I know Lady is going to be head over heels and such a nana dog....Cricket was afraid of my 1 year old nephew. it was actually funny...She would bark at him, he would laugh at her bark then go towards her and she would run....she kind of made it a game. lol.


----------



## Lynn<3 (Jul 4, 2011)

lady amanda said:


> AHAHAHAHH!!! Donna!!! that was really funny!!
> 
> My two have not acted differently at all yet. so far cricket has started giving everyone more kisses...but I am just chalking that up to her coming totally into her own character.
> 
> ...


Mine won't let me out of their sights! Aimee Jane has become more loving and cuddly. 

Lady definitely sounds like she loves kids!


----------



## Nanci (Mar 1, 2012)

Just had to pop in and add a HUGH CONGRATULATIONS!!! That is awesome, wonderful. exciting news.


----------



## DB1 (Jan 20, 2012)

WOW! Fantastic news for you, a huge CONGRATULATIONS to you both,
(and to you Lynne),
I am sure raising puppies gives you a huge head start in the parenting stakes, I mean babies don't start doodle dashing for ages after they are born!
looking forward to updates.


----------



## lady amanda (Nov 26, 2010)

HAHA! Thanks everyone!! 
My friend who is a big dog lover has a 3 month old...she said the first month is just like having a puppy....so I am going to hold her to that! lol. 

hopefully we will be well prepared! 
There will be updates for sure...and hopefully lots of cockapoo snuggle photos to share!!


----------



## Cat 53 (Aug 26, 2012)

That's lovely. Many, many congratulations.


----------



## lady amanda (Nov 26, 2010)

Thank you very much!


----------



## Lottierachel (Mar 3, 2013)

Amazing news! Congratulations!! Your girls will be amazing big sisters!

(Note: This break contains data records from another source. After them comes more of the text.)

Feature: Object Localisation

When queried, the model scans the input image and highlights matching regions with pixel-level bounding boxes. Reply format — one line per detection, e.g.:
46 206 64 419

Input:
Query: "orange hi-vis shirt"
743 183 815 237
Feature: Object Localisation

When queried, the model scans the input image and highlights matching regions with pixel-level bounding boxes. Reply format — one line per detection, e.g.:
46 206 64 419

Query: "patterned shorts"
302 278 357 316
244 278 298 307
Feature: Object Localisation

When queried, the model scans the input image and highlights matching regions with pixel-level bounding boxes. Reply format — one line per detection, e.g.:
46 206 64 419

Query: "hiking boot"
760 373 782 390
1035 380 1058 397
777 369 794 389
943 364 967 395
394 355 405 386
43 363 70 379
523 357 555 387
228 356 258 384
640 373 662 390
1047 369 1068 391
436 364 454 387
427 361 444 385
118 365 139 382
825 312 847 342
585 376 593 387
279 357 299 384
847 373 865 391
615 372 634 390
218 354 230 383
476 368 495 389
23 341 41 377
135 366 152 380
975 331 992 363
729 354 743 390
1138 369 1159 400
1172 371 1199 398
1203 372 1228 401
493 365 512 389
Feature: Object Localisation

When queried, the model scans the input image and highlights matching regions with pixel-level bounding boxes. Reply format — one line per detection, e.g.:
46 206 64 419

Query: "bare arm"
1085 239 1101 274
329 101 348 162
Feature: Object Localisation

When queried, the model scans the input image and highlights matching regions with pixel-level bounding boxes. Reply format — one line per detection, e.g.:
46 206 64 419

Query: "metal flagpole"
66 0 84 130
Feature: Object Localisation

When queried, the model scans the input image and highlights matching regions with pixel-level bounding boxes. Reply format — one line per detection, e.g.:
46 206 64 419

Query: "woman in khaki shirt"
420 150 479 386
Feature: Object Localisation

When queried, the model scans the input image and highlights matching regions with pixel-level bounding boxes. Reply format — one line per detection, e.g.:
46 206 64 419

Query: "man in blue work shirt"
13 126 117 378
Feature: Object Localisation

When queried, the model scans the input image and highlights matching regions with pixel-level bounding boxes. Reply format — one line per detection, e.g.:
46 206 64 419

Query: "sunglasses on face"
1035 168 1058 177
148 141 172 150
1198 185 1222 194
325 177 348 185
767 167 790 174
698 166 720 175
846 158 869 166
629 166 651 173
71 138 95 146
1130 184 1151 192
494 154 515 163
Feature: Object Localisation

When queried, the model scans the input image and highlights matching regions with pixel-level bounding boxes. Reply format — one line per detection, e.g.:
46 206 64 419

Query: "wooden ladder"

My little Henry is nearly 11 months old and he ADORES Tilly (she tolerates him... Unless he's eating, then she loves him!) he has started to pick her toys up and offer them to her, they're adorable together. Your baby is so lucky to have two fluffy sisters


----------



## lady amanda (Nov 26, 2010)

Thanks so much!!! 
I know Lady will love it. hopefully Cricket wont be terrified!! 
Henry is adorable!! (the pics you posted in your engagement thread) 
Just so cute! and congrats to you again!


----------